If you need to ensure you never read stale data you should be using wsrep_causal_reads=1
Thanks Peter, so indeed you were referring to actual visibility differences on the nodes, when you said “..Asynchronous from Data Propagation Standpoint…” I thought perhaps you meant the time from when the update was first issued (including the time to replicate over and certify).
Robert – when I said cluster-wide commit, I meant at the point at which a global transaction ID is issued, then certification takes place, when I said local commit, I meant when the statement was initiated (meant to write ‘local commit issuance’) just before replication and certification.

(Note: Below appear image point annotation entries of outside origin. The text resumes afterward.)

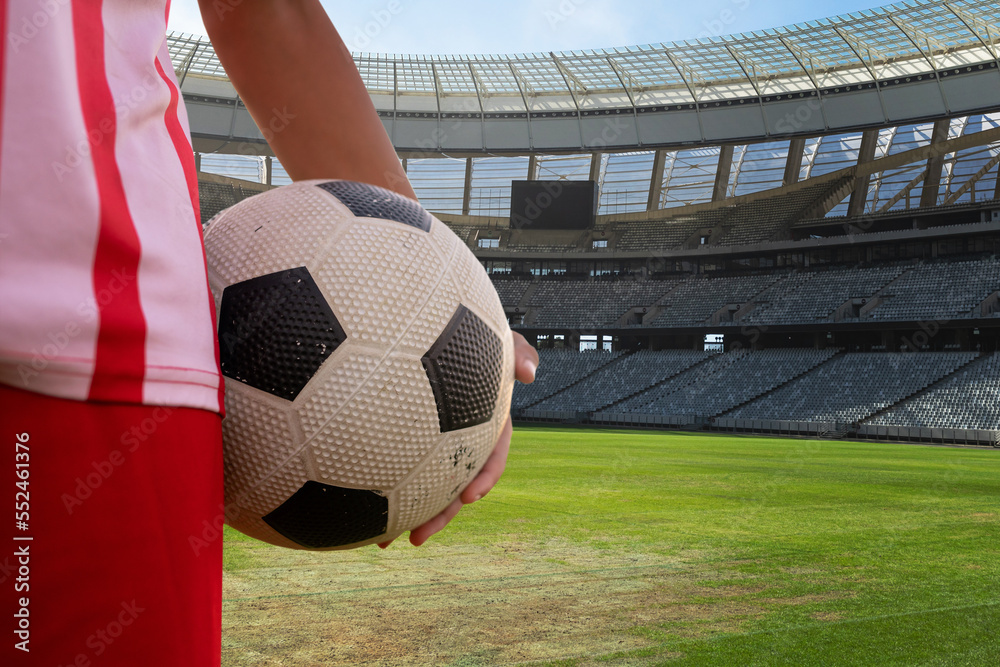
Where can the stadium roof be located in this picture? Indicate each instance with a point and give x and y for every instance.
(692, 122)
(905, 39)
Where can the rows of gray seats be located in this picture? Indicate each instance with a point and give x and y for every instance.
(511, 290)
(673, 232)
(768, 219)
(738, 378)
(629, 375)
(820, 294)
(969, 400)
(654, 399)
(941, 290)
(557, 370)
(852, 387)
(588, 305)
(697, 299)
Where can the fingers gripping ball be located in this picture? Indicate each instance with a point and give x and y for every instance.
(367, 360)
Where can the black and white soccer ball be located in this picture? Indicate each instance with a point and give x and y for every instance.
(367, 360)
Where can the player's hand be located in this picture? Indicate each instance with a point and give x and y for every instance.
(525, 364)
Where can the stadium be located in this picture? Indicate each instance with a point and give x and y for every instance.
(787, 233)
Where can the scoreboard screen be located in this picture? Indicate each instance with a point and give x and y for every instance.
(553, 204)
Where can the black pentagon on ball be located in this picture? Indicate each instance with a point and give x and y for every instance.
(275, 331)
(370, 201)
(320, 516)
(464, 367)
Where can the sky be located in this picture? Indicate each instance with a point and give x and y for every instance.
(525, 26)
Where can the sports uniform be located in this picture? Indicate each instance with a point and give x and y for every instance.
(108, 359)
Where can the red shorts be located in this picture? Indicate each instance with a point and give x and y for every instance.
(110, 534)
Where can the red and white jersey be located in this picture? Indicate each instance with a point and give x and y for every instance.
(103, 287)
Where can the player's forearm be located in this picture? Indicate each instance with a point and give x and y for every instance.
(299, 82)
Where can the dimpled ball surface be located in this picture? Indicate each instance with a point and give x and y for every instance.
(367, 360)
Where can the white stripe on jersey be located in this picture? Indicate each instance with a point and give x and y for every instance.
(50, 212)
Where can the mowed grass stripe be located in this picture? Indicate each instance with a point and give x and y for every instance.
(715, 550)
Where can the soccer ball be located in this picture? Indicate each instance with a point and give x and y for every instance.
(367, 360)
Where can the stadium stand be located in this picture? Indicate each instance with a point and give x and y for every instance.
(698, 298)
(872, 228)
(970, 399)
(766, 220)
(852, 387)
(735, 378)
(939, 291)
(557, 370)
(615, 382)
(819, 294)
(511, 290)
(587, 305)
(667, 233)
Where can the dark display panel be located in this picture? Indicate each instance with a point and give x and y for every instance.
(553, 204)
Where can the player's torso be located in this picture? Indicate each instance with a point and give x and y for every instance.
(103, 294)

No argument the commits happen independently (good clarification to bring up) and it’s possible for them to happen at different times, just trying to figure out what was being measured here.
@Mike, thanks for the clarification. One of the issues with Galera overall is that the terminology is sometimes not very clear from the user docs, though of course it’s pretty clear in the heads of the Codership developers. Cheers, Robert
Peter,
The script got totally broken,
so there is no good way to copy-paste it.
Vadim,
Ah… Still the highlighting plugin problems. I have changed it to blockquote hope it is easy now
If you’re interested in using Percona xtraDB Cluster for production, I would highly recommend you use something else instead. Trust me on this, it will cost you dearly.
Hi Peter,
Nice article. Recently we shifted on following new dedicated server. From first day onwards, we were facing the performance issue. Still MYSQL load was very high but site was not going down.

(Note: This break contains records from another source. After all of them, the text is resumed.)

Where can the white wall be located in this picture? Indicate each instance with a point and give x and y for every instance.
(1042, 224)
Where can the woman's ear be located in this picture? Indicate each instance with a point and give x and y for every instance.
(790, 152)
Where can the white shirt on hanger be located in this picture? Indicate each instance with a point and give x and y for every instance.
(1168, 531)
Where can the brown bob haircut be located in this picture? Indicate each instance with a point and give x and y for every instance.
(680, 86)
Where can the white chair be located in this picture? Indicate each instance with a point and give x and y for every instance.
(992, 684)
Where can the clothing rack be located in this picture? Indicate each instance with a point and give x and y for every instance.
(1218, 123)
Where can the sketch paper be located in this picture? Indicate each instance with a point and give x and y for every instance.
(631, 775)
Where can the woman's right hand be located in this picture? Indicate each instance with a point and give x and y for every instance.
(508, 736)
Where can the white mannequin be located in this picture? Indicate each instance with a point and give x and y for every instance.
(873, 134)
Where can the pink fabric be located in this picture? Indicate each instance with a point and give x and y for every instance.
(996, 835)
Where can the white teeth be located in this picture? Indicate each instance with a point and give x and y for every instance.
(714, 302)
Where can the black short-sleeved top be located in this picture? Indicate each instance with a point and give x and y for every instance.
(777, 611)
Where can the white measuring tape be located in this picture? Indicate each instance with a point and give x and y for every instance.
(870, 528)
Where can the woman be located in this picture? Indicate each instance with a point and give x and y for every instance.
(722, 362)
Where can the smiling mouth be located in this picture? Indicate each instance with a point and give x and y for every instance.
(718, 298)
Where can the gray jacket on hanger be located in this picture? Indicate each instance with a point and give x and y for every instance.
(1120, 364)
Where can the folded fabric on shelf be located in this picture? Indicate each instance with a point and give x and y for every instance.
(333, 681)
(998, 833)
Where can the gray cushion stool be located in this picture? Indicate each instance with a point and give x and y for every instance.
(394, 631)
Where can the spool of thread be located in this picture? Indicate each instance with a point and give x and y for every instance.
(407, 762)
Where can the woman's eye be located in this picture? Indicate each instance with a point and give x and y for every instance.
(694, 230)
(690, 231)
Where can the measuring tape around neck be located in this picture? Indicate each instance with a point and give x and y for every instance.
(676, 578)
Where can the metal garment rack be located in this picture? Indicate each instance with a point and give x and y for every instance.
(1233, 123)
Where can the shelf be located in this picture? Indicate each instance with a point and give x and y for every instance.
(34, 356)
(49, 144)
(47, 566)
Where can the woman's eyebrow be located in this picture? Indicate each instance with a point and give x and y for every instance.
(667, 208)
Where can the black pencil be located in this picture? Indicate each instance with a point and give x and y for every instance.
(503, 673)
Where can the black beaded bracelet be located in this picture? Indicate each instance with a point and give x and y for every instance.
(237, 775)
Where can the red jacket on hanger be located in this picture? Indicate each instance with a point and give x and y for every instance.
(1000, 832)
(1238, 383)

Then we did some R&D on Percona MYSQL server and found that Percona need some configuration setting regarding to memory allocation. So we did some memory allocation setting in my.cnf file. On first day after doing memory allocation setting in my.cnf file, site performance was good.
But from second day again performance degradation started and now it is slow again. MySQL load is not going very high. We have also noticed that many process stay in sleeping condition for long time like 200-300 processes.
Current Server Details (Dedicated Server):
Software:
Apache Version – 2.2.15 (CentOS)
PHP Version – 5.3.3
MySQL – 5.1.66 [Percona XtraDB Cluster (GPL) (5.5.30)] (InnoDB Engine)
PHP My Admin – 5.3.3
Hardware:
Node:2
CPU = Quard Core
RAM = 12 GB
HDD = 1 TB
IP Addresses = 2
Please help me if there is something we missed.
Manish,
Blog post comment is not the best place for asking questions specific to your case. I’d encourage you to ask the question on our forums instead https://www.percona.com/forums/questions-discussions/percona-xtradb-cluster
Jason – Could you clarify what you mean? Why will it cost dearly and what would you propose instead? Percona Server?
In my experience all Percona products are quite stable and are pretty well supported (even if you don’t have the premium consulting services)
We are providing services echo-investigations for business or wedding, associate people qualifications or quality.
Doing Sysbench test with Standalone Mysql Server we got trasactions/sec 3000 & with percona cluster we got 400/sec. Is it expected?